Kenya’s anti-LGBT+ ‘moral policeman’ is bending over backwards arguing against the Pope’s support of same-sex couples
The CEO of the Kenya Film Classifications Board (KFCB), known as the country’s “moral policeman”, has insisted that Pope Francis must have been misquoted when spoke out in support of gay couples.
The 83-year-old Pope Francis made a major break from Catholic teachings in an interview for the documentary Francesco, which premiered on Wednesday (21 October).
The pontiff said: “Homosexuals have a right to be a part of the family. They’re children of God and have a right to a family. Nobody should be thrown out, or be made miserable because of it.”
He added: “What we have to create is a civil union law. That way they are legally covered. I stood up for that.”
The comments made by the Pope were both celebrated and attacked around the world, but now Ezekiel Mutua, the anti-LGBT+ “moral policeman” in Kenya, has questioned whether they happened at all.
Mutua is a devout Christian whose job is to censor films, songs, and TV adverts in Kenya that he considers to be offensive.
He and the KFCB were responsible for banning the film Rafiki, an award-winning Kenyan film directed by Wanuri Kahiu which tells a lesbian love story, on the grounds that it would encourage “moral decay”.
In a Facebook post Saturday (October 24), Mutua wrote: “I honestly do not believe that Pope Francis meant to endorse same-sex marriage, but if he did, then he’s grossly wrong and his advice should be ignored.
“I believe his statement was in the context of ‘gay human rights’ but not the practice of homosexuality. There’s a difference between human rights and homosexuality as a concept.
“A leader of the stature of the Pope cannot endorse what’s clearly against the order of nature and God’s plan for family and procreation.”
“If he did, he should be condemned and his statement taken with a pinch of salt. Homosexuality is outright illegal in Kenya and even from common-sense point of view, wrong.
“While we cannot deny the existence of homosexuals, we must never promote the behaviour as a way of life.”
Mutua said that being gay was not “normal behaviour”, and that the Pope supporting same-sex couples was “heresy and perversion of men”.
He added: “That’s why at KFCB we ban films or content that glamorizes, glorifies or normalizes homosexuality.
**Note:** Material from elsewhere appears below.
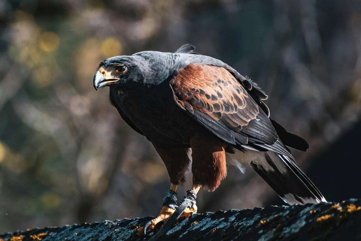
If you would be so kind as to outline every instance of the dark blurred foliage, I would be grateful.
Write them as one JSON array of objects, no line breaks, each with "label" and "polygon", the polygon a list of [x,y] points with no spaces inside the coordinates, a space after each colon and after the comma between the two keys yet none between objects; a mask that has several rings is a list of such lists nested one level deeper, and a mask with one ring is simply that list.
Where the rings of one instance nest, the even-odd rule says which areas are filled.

“We do not hate gay people, but the practice is wrong and against our culture and values.”
Last year, Kenya’s high court ruled to uphold a colonial-era law criminalised “sodomy”.
It was hoped that a positive verdict would have opened the floodgates for the repeal of similar legislation in other countries in Africa, where homosexuality is still illegal in more than half of continent’s 54 nations.